The latest platform is a bet that customers will rely on multiple cloud services, which it calls the hybrid cloud. IBM's platform allows developers to write their code once, and deploy it to these various clouds. Red Hat, founded in 1993 in North Carolina, provides crucial technology. It uses a proprietary version of Linux, the open-source operating system prevalent in the cloud. IBM closed on its Red Hat acquisition in July 2019.

IBM is betting that this open-source, hybrid-cloud platform will be a foundation for the sale of higher-margin services such as software applications and artificial intelligence.
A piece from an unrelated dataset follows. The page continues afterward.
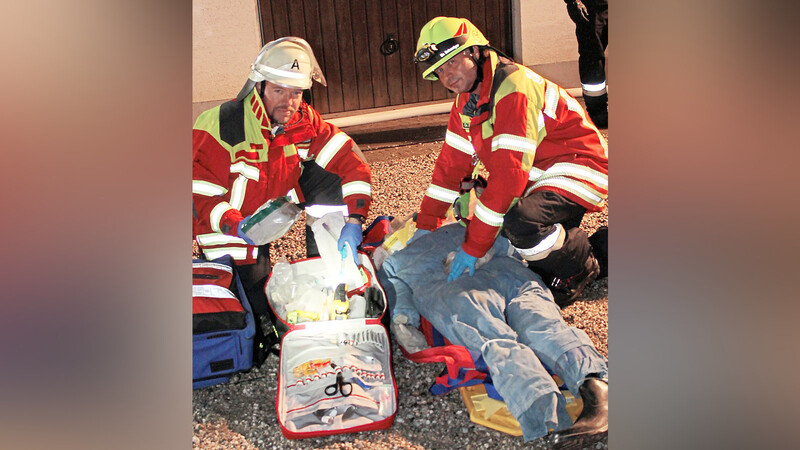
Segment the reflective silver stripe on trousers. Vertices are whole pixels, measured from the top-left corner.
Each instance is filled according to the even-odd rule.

During a presentation to investors Thursday, Mr. Krishna and Chief Financial Officer James Kavanaugh said that every $1 spent on Red Hat platforms leads to $3 to $5 in the sale of applications and middleware and $6 to $8 in the sale of advanced services such as application modernization, intelligent workflows, multicloud management, security and compliance. IBM expects to share that additional revenue with third parties.

"If it works, it could be a turning point, similar to the one at Microsoft, when [former CEO Steve Ballmer] said we are all in on the cloud," said Daryl Plummer, chief of research for cloud computing at Gartner Inc. "If it doesn't work, it could be a turning point of a different sort."

Like Microsoft's current CEO, Satya Nadella, Mr. Krishna has an engineering background. "He understands software and AI and what creates business value from technology," said Ted Schadler, a principal analyst at Forrester Research Inc. "That opens up a lot, because everything in business is derived from technology and data."